Monday, 29 January 2024: 4:45 PM
338 (The Baltimore Convention Center)
Super-resolution is the general objective of artificially increasing the spatial resolution of an imaging system. Recently, there have been many promising ML-based approaches for satellite image super-resolution and pan-sharpening. In this abstract, we present a convolutional neural network (CNN) we developed to super-resolve the 1-km and 2-km bands on the GOES-R series Advanced Baseline Imager (ABI) to a common high resolution of 0.5 km. The super-resolution of the lower-resolution bands is aided by the native 0.5-km observations from Band-2 available during the daytime only. We first train the CNN on a proxy task that involves degrading the resolution of ABI bands and training the CNN to restore the original imagery.
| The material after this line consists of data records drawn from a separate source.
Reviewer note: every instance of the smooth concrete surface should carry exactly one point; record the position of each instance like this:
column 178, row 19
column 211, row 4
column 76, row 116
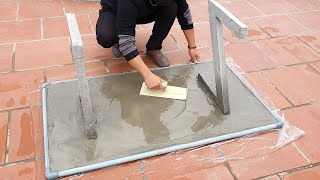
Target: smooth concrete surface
column 130, row 124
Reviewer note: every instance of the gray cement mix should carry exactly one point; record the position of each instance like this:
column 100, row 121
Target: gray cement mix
column 130, row 124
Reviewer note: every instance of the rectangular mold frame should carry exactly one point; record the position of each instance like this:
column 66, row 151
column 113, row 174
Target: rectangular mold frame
column 68, row 172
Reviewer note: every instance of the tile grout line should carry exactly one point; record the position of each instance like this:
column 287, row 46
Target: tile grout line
column 301, row 152
column 255, row 8
column 288, row 15
column 301, row 168
column 300, row 105
column 291, row 5
column 261, row 49
column 318, row 72
column 307, row 44
column 20, row 108
column 90, row 22
column 144, row 177
column 36, row 40
column 6, row 157
column 41, row 28
column 45, row 79
column 5, row 153
column 225, row 162
column 20, row 162
column 13, row 57
column 267, row 177
column 63, row 8
column 18, row 9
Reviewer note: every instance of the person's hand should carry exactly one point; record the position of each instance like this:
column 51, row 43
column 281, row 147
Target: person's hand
column 154, row 82
column 194, row 55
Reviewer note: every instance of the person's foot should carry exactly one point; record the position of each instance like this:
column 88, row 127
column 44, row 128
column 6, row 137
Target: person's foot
column 116, row 51
column 159, row 58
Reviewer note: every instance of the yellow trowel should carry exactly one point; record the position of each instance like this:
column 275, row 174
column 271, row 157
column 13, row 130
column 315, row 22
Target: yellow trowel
column 171, row 92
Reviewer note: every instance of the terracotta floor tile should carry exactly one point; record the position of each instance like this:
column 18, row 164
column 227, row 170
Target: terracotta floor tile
column 305, row 5
column 289, row 50
column 268, row 92
column 307, row 119
column 80, row 7
column 313, row 41
column 69, row 72
column 280, row 25
column 254, row 60
column 254, row 164
column 218, row 172
column 36, row 9
column 55, row 27
column 27, row 170
column 300, row 84
column 93, row 51
column 129, row 171
column 309, row 19
column 254, row 33
column 6, row 53
column 316, row 66
column 3, row 135
column 240, row 8
column 190, row 164
column 15, row 31
column 94, row 19
column 8, row 11
column 310, row 174
column 182, row 57
column 44, row 53
column 202, row 34
column 272, row 178
column 273, row 6
column 22, row 138
column 143, row 36
column 16, row 89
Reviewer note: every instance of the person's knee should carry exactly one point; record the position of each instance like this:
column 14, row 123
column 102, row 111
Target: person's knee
column 106, row 40
column 172, row 9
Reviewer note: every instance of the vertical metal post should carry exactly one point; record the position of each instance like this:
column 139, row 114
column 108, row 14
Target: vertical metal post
column 77, row 53
column 220, row 67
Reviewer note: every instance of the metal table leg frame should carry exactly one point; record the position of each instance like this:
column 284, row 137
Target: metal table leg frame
column 218, row 16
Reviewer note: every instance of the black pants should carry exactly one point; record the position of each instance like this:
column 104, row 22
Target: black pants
column 163, row 17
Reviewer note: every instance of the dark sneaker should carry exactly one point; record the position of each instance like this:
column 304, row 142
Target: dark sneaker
column 116, row 51
column 159, row 58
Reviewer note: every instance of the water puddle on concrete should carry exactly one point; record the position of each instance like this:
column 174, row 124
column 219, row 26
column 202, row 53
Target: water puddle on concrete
column 129, row 124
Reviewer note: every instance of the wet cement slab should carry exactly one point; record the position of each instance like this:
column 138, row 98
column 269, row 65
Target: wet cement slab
column 129, row 124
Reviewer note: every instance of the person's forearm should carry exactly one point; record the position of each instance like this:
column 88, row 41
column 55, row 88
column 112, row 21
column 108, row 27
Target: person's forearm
column 138, row 64
column 190, row 37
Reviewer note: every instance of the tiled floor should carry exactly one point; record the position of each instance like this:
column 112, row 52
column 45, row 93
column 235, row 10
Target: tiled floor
column 280, row 59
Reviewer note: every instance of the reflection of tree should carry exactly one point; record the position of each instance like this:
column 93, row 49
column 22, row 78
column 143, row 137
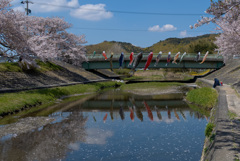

Once trained, this model can be applied at ABI’s native resolution to super-resolve all channels to 0.5-km resolution. Access to native 0.5-km visible imagery from ABI Band-2 enables the CNN to realistically sharpen lower-resolution bands without significant blurring. Comparisons at reduced resolution and at full resolution with Landsat-8/9 observations illustrate that the CNN produces images with realistic high-frequency detail that is not present in a bicubic interpolation baseline. These comparisons include evaluations of pixel-wise error, overall spatial structure, the preservation of spectral relationships and the presence of accurate high-frequency detail. This general approach is readily extensible to other remote sensing instruments that have bands with different spatial resolutions and requires only a small amount of data and knowledge of each channel's spatial response.